В конце концов гость съедает эти сардинки и приступает к тому, за чем пришел.
Не обращая внимания на тревожный блеск в глазах хозяина, он подходит к книжным полкам и развязно говорит:
– Да у вас чудная библиотека.
– Да, – говорит хозяин беспокойным голосом.
– Прекрасные книги, – продолжает вор, – обязательно нужно взять у вас чего‐нибудь почитать.
– Да, – говорит хозяин, хотя ему очень хочется сказать «нет».
– Давно мне хочется прочесть что‐нибудь интересное.

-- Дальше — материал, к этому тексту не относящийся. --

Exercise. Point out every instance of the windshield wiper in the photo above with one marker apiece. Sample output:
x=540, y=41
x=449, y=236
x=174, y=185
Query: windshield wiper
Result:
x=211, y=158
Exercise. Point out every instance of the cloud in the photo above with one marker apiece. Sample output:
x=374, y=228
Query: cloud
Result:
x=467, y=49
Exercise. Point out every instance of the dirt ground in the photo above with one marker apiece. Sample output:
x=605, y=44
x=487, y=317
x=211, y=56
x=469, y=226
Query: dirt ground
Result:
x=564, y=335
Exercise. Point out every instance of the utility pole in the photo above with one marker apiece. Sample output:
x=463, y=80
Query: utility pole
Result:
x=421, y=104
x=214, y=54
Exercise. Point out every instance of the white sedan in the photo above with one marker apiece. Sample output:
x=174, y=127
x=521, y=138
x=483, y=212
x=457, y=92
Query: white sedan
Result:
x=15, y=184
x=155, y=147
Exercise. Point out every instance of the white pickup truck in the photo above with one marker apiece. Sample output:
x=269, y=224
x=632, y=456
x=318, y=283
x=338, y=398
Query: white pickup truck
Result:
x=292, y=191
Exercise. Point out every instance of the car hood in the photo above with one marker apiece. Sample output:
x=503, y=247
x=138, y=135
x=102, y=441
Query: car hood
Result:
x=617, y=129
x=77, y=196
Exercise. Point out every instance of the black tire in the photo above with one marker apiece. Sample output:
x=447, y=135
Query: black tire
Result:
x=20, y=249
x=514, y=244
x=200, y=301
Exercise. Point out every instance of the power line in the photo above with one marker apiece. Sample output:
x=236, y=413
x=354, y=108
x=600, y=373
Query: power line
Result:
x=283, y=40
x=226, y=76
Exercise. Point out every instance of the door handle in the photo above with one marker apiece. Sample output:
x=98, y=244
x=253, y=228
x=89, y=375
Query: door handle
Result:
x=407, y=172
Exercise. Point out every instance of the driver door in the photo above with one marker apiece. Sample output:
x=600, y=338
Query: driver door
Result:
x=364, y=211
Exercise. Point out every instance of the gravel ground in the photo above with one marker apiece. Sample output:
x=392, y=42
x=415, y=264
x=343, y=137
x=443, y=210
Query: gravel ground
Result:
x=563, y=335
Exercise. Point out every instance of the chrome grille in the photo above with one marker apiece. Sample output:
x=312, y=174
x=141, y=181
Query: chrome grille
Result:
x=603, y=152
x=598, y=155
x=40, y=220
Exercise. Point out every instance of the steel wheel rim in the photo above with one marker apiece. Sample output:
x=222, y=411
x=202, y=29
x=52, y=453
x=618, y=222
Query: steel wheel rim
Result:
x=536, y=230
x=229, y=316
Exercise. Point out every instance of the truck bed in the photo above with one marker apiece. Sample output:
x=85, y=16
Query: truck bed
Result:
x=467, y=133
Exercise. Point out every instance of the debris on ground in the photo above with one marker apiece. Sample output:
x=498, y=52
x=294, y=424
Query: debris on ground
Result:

С этими словами гость снимает с полки три лучших, на его взгляд, книги и бормочет:
– Почитаем, почитаем!
На взгляд хозяина, эти три книги тоже лучшие. Поэтому он испуганно лепечет:
– Видите ли…
Но вор неумолим:
– Через неделю вы их получите назад. Вот я даже в книжечку запишу. Взял у Мирона Нероновича «Записки Пиквикского клуба», потом…
И он действительно заносит в книжечку какие‐то каракули. Потом прощается с Мироном Нероновичем и уходит. Книг он, конечно, не отдает никогда.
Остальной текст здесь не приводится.